SHIPBUILDING AND SEAFARERS
OF BLUE HILL
by Nicholas Niehoff, Grade 8, Blue Hill Consolidated School
Collaborators: Alicia Allen, Lauren Doolittle, Brooklin Eaton, Abby Ford, Bennie Johnson, Brian Leger, Greggory Lynde, Michael Nevells, Cooper Smallidge, Ezra Woodye, Caroline Yates, and Della Martin (teacher)
Blue Hill was founded in 1762. Two of the first permanent settlers were John Roundy and Joseph Wood. They settled near the reversing falls and the Salt Pond. The settlement was not on the map at first because the British had found long straight trees that were good for building masts, so the map makers did not want the French to find these trees if they needed masts during wartime.
View of Pleasant Street and Blue Hill Bay, ca. 1850
Blue Hill Public Library
Sailing vessels were built in Blue Hill as early as 1792, but it was in the early 1800‘s that shipbuilding really took off. According to local historians, over 100 vessels were built in Blue Hill, from 100-ton schooners to a 498-ton ship. One of the largest Blue Hill vessels, the Ocean Ranger, was built in 1854.
Blue Hill was an ideal location. It had lumber to build the ships, it had a deep protected harbor, and it had resources to ship.
Sawmill at Mill Stream, Blue Hill, ca. 1910
Blue Hill Historical Society
The shipyards were mostly located around the inner harbor, at Conary Cove near the reversing falls, at the Salt Pond and in East Blue Hill. The location of the shipyards was due to the location of the things needed, a deep harbor, and lots of wood. In fact, just to show how much lumber was being sawn to build ships, the first eight feet of mud in the inner harbor is mostly sawdust washed into it from the sawmills.
In Blue Hill some of the shipyard owners included the Holts, the Dodges, George Stevens, and the Hinckleys. The shipyard owners owned the places where the ships were built and often they owned the ships. Many people, however, usually shared ownership of a Blue Hill vessel. People often bought a fourth, an eighth, or a sixteenth. That meant that they owned a part of the ship and it’s cargo, sort of like buying stock in a business today. They also felt the losses.
There were many seafarers from Blue Hill who learned the craft from their fathers, and many Blue Hill boys went to sea before they were out of their 'teens. Some of the most colorful stories surround Captain Melatiah K. Chase. In 1847, at age 23, when he was first mate on the Sarah E. Snow, the bark was shipwrecked off the coast of Ireland; he was the only survivor. Folks near Galway rescued him. He sent a report back to the ship owners and was given passage back to the States by the Irish government. Supposedly, when he finally got back to Blue Hill he walked into a funeral at the Congregational Church that was for himself and the crew of the ship. He may have met his future wife, Eliza Ann Dodge, at this service. After the marriage, Captain Chase took his new wife on the newly built ship, the Bride. Another story goes that when they hit a large storm that broke off the mast and he lashed his wife to the stub of it to keep her from being washed overboard.

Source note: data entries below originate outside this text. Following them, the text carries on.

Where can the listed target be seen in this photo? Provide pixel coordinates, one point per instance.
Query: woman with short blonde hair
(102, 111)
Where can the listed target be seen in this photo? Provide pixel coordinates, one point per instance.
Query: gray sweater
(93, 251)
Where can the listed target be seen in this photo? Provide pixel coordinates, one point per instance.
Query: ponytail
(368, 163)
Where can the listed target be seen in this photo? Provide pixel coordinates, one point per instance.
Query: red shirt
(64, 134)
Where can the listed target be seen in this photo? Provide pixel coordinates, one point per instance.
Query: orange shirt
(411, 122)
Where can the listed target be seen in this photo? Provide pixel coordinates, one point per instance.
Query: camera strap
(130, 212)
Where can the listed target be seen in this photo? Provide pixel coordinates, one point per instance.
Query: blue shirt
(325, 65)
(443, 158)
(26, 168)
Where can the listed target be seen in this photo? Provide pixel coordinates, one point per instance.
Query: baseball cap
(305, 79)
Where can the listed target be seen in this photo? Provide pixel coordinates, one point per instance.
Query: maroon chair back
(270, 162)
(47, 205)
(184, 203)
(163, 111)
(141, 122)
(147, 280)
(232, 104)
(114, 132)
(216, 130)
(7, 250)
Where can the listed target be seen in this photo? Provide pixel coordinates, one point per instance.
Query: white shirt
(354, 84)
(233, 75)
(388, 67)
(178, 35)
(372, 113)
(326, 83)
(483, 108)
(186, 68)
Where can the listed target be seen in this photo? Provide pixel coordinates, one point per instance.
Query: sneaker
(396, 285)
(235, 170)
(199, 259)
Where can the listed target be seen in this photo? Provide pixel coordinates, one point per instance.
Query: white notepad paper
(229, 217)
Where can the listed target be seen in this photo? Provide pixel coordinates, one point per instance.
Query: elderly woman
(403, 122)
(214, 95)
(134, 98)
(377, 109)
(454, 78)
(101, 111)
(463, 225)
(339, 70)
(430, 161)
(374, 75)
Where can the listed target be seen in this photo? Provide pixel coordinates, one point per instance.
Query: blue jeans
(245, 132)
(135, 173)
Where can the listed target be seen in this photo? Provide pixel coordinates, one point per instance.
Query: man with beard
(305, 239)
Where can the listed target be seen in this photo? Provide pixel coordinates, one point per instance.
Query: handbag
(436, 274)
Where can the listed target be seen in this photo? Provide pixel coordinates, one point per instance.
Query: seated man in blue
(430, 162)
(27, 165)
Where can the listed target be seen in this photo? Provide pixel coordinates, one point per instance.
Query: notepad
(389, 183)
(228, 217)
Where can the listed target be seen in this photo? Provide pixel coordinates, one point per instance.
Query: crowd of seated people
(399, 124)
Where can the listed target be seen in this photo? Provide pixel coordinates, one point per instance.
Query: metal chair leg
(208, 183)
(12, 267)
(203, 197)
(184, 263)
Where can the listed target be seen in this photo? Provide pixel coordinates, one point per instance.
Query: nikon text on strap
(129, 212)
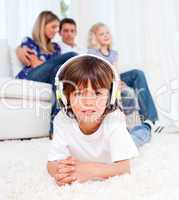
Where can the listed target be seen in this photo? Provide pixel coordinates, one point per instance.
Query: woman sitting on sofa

Blue Hill vessels carried local products to ports around the United States and the world. Some of these included granite mined in East Blue Hill, lumber, ice from local ponds that was shipped in sawdust to keep from melting, and fish.
The peak years of shipbuilding ended in the 1860’s. Some of the reasons that shipbuilding stopped were competition from other shipyards and the new technologies of the ironclads and the steam engine. Blue Hill could not adapt to building these new boats at that time, but today the Blue Hill Peninsula still has several boatyards, so in some ways the tradition continues.